Smooth Hypersurfaces and Complete Intersections in $\mathbb P^n$

In 1957 Hirzebruch found a generating function for the Hodge numbers of a smooth complete intersection in $\mathbb P^n$ using Chern-Weil theory. He proved that when $X$ is a complete intersection of multidegree $(a_1,\ldots,a_r)$ in $\mathbb P^n$, $$\sum_{p,q}(-1)^q h_{\text{prim}}^{p,q}(X)x^py^q =\dfrac{1}{(1+x)(1+y)}\left(\prod_{i=1}^r\dfrac{(1+x)^{a_i}-(1+y)^{a_i}}{-(1+x)^{a_i}y+(1+y)^{a_i}x}-1\right). $$

You can find a nice implementation of this generating function approach on Pieter Belman's website (which also allows for some twists!). My website also uses this generating function for complete intersections in $\mathbb P^n$.

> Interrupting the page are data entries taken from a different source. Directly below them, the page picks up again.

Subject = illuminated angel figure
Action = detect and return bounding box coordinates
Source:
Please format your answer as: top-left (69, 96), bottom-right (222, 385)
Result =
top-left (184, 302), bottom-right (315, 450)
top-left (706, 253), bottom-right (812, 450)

Smooth Hypersurfaces and Complete Intersections in $\text{Gr}(k,n)$

There is no known generating function such as the one from Hirzebruch in the case of $\text{Gr}(k,n)$. However, we can use the Hirzebruch-Riemann-Roch theorem to determine the euler characteristic of $\Omega^j(X)$, which in turn allows us to compute the Hodge numbers.

Recall that for a holomorphic vector bundle $ E$ on $X$ we define the euler characteristic by $$\chi(X,E) = \sum_{i} (-1)^i\dim H^i(X,E) $$ The Hirzebruch-Riemann-Roch theorem states that $$\chi(X,E) = \int_X \text{ch}(E)\wedge \text{td}(T_X) $$ where $\text{ch}(E)$ denotes the Chern character of $E$ and $\text{td}(T_X)$ denotes the Todd class of the tangent bundle of $X$. These are each computed symbolically in Macualay2 using the Schubert2 package. It turns out that computing $\chi(X,\Omega^j)$ provides enough information to deduce the Hodge numbers of $X$, by the Lefschetz hyperplane theorem: Let $X\subset Y$ be an inclusion of nice enough spaces. Then $$H^i(X)\cong H^i(Y)\text{ for all }i<\text{dim}\,X-1 $$ and $$H^i(X)\to H^i(Y)\text{ is an injection for }i=\text{dim}\,X-1. $$ This, combined with Serre duality and the adjunction formula, is sufficient to compute the Hodge numbers of a complete intersection in $\text{Gr}(k,n)$.

Line bundles on $\text{Gr}(k,n)$

One can use the Borel-Weil-Bott theorem to deduce the Hodge numbers of line bundles on $\text{Gr}(k,n)$. The paper I wrote with Fern Gossow allows for efficient computations. This section is under construction.